Mike's demonstration of XML to HTML conversion and what XML is to the ordinary user.

Only really applicable to IE5+ users, that's cos it won't work in Netscape!!

OTHELLO in XML

With IE5 came the capability of viewing XML documents across the web.

What is an XML document?

Well, it's much like an HTML document except you are not restricted to the use of particular elements.

Explain

Ok, you know in HTML you are limited to the elements described in the HTML DTD (depending on which one you use). Well, using XML you are not, you can use whatever element you like.....simple, well yes but there are rules.

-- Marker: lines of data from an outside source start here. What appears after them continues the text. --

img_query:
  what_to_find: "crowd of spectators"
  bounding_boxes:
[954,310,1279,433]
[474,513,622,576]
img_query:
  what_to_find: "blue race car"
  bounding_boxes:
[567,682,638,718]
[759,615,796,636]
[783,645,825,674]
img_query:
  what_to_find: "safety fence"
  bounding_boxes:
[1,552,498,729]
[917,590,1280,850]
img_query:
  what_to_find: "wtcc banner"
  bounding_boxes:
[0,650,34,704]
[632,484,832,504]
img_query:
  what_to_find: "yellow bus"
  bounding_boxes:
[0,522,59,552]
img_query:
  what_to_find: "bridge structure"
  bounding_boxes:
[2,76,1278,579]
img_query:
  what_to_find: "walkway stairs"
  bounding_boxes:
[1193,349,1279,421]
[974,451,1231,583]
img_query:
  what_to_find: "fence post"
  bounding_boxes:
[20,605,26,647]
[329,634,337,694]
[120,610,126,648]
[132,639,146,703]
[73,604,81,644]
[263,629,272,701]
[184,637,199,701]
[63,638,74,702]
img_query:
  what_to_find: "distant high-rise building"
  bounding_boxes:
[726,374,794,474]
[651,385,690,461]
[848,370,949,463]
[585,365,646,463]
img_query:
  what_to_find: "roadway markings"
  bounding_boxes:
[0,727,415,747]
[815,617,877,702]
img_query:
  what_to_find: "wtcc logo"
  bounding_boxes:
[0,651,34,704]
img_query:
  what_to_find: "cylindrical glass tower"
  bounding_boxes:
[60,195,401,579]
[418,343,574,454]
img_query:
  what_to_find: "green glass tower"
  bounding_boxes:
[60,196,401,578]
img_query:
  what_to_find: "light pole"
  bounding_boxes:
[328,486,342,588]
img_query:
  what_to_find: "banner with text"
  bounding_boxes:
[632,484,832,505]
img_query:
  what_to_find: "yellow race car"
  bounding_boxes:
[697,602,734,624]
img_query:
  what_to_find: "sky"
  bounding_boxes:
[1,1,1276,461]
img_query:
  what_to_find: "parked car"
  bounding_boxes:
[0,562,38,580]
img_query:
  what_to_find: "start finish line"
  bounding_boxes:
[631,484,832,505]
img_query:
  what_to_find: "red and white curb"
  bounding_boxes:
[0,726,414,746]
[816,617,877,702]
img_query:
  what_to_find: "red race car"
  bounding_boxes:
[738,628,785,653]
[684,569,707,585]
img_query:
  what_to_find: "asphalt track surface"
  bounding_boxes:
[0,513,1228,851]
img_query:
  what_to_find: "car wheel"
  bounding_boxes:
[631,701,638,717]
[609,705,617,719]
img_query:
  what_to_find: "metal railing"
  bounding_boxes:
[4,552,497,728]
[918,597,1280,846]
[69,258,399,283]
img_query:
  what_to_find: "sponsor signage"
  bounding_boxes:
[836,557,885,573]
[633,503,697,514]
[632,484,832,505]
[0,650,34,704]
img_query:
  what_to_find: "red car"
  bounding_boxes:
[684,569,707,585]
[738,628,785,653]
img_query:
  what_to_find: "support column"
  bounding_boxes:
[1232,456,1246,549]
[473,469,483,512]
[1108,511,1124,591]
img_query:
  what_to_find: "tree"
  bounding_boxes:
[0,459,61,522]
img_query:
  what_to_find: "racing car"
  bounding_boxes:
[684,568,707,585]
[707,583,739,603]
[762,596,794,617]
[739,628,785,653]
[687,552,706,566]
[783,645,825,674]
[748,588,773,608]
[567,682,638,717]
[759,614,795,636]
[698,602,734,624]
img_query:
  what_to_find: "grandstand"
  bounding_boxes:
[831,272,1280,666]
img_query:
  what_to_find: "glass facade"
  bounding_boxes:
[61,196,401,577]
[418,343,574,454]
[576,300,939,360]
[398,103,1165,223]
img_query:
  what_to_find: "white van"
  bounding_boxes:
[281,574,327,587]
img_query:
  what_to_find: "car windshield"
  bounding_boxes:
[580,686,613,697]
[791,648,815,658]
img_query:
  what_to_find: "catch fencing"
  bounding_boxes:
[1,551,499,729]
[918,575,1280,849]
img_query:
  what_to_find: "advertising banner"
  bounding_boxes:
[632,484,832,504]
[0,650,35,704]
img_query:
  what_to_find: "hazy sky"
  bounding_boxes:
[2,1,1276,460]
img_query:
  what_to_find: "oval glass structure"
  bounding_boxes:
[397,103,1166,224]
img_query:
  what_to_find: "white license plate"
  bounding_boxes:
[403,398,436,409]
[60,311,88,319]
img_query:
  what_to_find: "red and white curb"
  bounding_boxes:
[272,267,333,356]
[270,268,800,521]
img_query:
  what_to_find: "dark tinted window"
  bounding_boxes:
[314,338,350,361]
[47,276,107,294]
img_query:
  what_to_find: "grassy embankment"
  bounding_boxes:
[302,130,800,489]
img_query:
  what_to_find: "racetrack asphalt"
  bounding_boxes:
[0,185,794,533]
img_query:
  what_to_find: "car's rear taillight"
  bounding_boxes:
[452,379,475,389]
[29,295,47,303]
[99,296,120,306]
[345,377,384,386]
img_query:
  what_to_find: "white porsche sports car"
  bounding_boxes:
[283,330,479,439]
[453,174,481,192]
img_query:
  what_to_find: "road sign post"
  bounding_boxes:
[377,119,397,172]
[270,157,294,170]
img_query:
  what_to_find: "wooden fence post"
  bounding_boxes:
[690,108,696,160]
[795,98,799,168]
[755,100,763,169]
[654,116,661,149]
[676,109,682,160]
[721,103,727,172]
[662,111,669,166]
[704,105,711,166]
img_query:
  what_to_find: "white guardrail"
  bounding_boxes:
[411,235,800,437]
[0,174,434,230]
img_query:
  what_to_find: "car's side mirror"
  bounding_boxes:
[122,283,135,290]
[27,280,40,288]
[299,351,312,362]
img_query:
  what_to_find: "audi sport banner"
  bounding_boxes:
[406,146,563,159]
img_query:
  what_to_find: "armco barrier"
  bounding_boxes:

Lets take a Shakespeare play, Othello for instance, now most folk have seen a play written down and it would be relatively easy to write it in HTML, yep and here it is:

OTHELLO in HTML

Looks real nice.
OK, but look at it, view the source document, pretty meaningless huh? it's full of <DIV>'s, <P>'s and such like, it doesn't look much like a play to me.
A play has Acts and Scenes and stuff. Wouldn't it be nice to be able to structure a document so that it MEANS something. Well this is what XML does. It will allow you to tag an Act as <ACT>The act</ACT>, like this:

OTHELLO in raw XML

Brilliant, now it means something but there must be some sort of order to it all. Oh yes, you can't just go willy nilly writing documents with tags all over the place. Well you can but it'll be a bit useless.

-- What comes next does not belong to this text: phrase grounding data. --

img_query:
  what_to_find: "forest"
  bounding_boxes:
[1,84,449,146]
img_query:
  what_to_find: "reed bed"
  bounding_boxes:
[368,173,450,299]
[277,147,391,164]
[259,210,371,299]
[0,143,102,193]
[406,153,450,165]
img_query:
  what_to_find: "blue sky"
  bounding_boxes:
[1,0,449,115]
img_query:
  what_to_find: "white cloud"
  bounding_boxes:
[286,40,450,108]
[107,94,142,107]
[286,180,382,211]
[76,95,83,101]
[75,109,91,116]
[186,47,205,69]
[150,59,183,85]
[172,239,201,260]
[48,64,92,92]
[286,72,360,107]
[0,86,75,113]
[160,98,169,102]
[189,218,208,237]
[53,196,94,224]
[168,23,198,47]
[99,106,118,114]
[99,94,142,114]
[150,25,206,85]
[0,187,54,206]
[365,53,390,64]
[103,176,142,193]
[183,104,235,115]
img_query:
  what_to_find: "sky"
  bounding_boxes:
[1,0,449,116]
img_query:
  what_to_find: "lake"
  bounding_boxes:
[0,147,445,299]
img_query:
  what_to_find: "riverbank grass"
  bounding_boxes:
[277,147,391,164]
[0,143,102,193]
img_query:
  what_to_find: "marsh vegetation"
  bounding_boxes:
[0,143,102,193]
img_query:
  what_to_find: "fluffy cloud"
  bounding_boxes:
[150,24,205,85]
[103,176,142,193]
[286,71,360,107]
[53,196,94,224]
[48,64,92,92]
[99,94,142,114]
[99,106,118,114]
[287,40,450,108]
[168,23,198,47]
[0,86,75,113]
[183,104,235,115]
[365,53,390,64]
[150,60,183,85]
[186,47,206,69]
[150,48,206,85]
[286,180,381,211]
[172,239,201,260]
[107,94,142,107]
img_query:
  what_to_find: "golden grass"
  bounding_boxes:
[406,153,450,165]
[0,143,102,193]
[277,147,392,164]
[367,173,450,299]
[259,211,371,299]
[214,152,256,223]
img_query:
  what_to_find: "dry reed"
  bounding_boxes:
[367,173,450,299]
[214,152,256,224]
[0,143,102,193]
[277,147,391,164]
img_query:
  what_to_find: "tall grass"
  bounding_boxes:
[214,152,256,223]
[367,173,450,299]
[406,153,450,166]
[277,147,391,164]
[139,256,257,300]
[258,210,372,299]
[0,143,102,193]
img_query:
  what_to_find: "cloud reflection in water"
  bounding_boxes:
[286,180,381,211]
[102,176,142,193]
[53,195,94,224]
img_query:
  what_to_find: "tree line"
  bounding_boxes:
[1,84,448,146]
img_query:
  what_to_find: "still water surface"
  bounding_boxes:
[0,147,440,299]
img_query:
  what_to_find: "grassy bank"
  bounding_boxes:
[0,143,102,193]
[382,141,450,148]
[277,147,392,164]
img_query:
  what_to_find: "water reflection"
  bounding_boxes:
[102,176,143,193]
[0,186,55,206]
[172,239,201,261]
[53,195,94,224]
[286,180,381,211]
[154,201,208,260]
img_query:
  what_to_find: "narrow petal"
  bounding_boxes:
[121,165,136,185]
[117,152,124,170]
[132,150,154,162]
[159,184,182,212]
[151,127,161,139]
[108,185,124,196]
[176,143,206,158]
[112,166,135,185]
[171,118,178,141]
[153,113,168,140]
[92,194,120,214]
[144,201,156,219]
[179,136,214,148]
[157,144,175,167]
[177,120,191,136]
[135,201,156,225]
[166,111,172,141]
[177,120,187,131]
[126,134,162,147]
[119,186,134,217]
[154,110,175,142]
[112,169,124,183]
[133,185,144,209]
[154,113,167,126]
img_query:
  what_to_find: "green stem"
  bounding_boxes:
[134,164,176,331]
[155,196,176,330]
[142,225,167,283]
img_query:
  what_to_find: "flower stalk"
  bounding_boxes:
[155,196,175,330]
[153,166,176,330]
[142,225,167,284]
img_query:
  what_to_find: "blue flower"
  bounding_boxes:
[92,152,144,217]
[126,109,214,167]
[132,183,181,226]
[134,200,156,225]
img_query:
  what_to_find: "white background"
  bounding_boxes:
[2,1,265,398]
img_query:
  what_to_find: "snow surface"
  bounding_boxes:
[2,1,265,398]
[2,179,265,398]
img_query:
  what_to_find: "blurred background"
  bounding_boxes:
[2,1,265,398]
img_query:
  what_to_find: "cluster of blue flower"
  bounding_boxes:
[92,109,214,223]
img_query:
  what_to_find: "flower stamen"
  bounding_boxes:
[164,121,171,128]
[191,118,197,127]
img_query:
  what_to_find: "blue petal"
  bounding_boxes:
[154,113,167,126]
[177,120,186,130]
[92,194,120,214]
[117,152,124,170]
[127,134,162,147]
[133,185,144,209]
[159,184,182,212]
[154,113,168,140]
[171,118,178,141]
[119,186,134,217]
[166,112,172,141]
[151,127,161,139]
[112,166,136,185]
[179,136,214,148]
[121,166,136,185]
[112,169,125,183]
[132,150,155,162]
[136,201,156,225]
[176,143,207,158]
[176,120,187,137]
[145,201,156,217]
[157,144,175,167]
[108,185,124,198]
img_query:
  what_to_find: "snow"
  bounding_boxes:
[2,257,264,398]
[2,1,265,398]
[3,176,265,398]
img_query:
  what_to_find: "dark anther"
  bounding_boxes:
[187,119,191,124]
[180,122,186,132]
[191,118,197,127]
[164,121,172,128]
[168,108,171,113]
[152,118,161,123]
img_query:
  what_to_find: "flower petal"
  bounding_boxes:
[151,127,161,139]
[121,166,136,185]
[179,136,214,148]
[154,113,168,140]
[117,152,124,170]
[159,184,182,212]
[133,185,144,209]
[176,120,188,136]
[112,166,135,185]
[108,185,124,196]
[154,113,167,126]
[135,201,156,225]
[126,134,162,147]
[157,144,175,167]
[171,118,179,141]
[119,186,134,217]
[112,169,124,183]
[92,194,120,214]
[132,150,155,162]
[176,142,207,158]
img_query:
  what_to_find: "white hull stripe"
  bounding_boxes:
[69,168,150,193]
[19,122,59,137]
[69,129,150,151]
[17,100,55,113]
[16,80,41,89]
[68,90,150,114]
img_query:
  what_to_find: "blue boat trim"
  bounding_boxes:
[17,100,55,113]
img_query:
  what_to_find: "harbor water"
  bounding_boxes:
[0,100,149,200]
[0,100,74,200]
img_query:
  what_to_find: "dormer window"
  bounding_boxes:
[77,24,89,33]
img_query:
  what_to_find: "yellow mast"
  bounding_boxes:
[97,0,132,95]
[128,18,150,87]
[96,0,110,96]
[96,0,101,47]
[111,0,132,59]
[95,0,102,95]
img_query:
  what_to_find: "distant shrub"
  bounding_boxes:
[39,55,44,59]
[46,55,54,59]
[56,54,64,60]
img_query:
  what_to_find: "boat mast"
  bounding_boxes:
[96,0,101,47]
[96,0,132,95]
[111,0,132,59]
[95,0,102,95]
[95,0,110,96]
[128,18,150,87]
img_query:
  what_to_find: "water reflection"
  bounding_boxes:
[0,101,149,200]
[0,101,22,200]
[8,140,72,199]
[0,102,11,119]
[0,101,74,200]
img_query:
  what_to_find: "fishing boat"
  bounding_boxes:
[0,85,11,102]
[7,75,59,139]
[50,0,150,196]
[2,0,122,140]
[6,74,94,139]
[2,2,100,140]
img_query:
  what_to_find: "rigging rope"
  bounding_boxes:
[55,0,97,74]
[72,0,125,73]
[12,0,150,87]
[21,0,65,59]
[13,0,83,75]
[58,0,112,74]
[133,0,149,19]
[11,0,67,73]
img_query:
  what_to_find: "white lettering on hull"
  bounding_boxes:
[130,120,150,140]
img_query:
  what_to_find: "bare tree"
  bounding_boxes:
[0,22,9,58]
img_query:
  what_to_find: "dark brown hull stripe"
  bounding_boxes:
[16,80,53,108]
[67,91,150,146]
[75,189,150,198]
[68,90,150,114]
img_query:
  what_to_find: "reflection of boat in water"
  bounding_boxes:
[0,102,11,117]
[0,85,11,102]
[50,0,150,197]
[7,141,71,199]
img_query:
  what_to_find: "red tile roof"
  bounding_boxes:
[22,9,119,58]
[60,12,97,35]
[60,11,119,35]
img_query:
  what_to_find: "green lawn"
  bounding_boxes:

Ok, so what can we do, well you write a 'structured document'. This means that for every <ACT> opening tag there must be a corresponding </ACT> tag. Yeah, well that's the same as in HTML, well, yes but that's how a structured document works.

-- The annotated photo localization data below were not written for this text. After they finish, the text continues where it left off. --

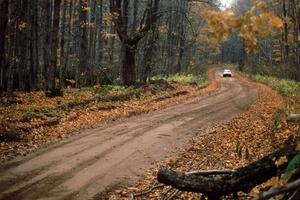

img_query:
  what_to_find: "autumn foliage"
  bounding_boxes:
[109,70,300,200]
[0,72,217,161]
[202,1,283,53]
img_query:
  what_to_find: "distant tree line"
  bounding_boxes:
[221,0,300,81]
[0,0,219,95]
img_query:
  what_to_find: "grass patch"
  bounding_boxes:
[98,85,129,97]
[152,73,208,86]
[240,72,300,113]
[96,85,143,102]
[19,107,43,122]
[43,108,56,117]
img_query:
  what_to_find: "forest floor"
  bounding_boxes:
[0,69,261,200]
[0,69,299,200]
[108,71,300,200]
[0,71,214,161]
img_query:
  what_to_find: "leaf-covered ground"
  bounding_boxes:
[241,72,300,114]
[0,71,218,162]
[107,72,300,200]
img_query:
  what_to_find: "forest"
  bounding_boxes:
[0,0,300,200]
[0,0,212,95]
[1,0,298,95]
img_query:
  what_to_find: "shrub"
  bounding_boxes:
[241,73,300,113]
[43,108,56,117]
[152,73,208,86]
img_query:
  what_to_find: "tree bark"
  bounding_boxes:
[0,0,9,93]
[122,44,137,86]
[141,29,158,82]
[87,0,96,85]
[110,0,160,86]
[60,0,67,88]
[176,25,186,73]
[31,0,39,90]
[64,0,74,84]
[77,0,89,88]
[43,0,51,90]
[282,0,289,66]
[6,0,17,92]
[96,0,104,68]
[17,0,29,91]
[47,0,62,95]
[157,144,300,198]
[287,114,300,123]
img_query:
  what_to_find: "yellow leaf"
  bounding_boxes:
[288,34,293,43]
[257,1,268,12]
[18,21,27,31]
[296,144,300,151]
[268,16,283,29]
[82,6,90,13]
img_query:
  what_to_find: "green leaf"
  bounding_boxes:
[284,154,300,181]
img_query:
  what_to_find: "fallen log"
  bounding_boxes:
[287,114,300,123]
[185,169,236,176]
[157,144,300,199]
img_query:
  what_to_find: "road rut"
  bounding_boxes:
[0,70,258,200]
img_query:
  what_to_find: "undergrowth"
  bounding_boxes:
[240,72,300,113]
[152,73,208,86]
[0,74,206,142]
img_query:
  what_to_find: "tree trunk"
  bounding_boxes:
[64,0,73,84]
[108,26,115,64]
[282,0,289,61]
[131,0,138,34]
[77,0,88,88]
[60,0,67,88]
[6,0,17,92]
[18,0,29,91]
[43,0,51,90]
[0,0,9,93]
[28,0,39,91]
[122,43,136,86]
[141,30,158,82]
[96,0,103,68]
[157,144,299,198]
[87,0,95,85]
[176,25,185,73]
[47,0,61,95]
[33,0,39,90]
[110,0,160,86]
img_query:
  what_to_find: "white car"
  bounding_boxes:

The biggest bonus is that you make the rules for your documents, these rules say that a <PLAY> element MUST contain one or more <ACT> elements and each <ACT> element MUST contain one or more <SCENE> elements. Great, this means I can make documents that have structure.

Yes, and not only that, when you make these rules you can force the author of a document to play by these rules too. This means that he can't have an <ACT> that has no <SCENE>'s in it.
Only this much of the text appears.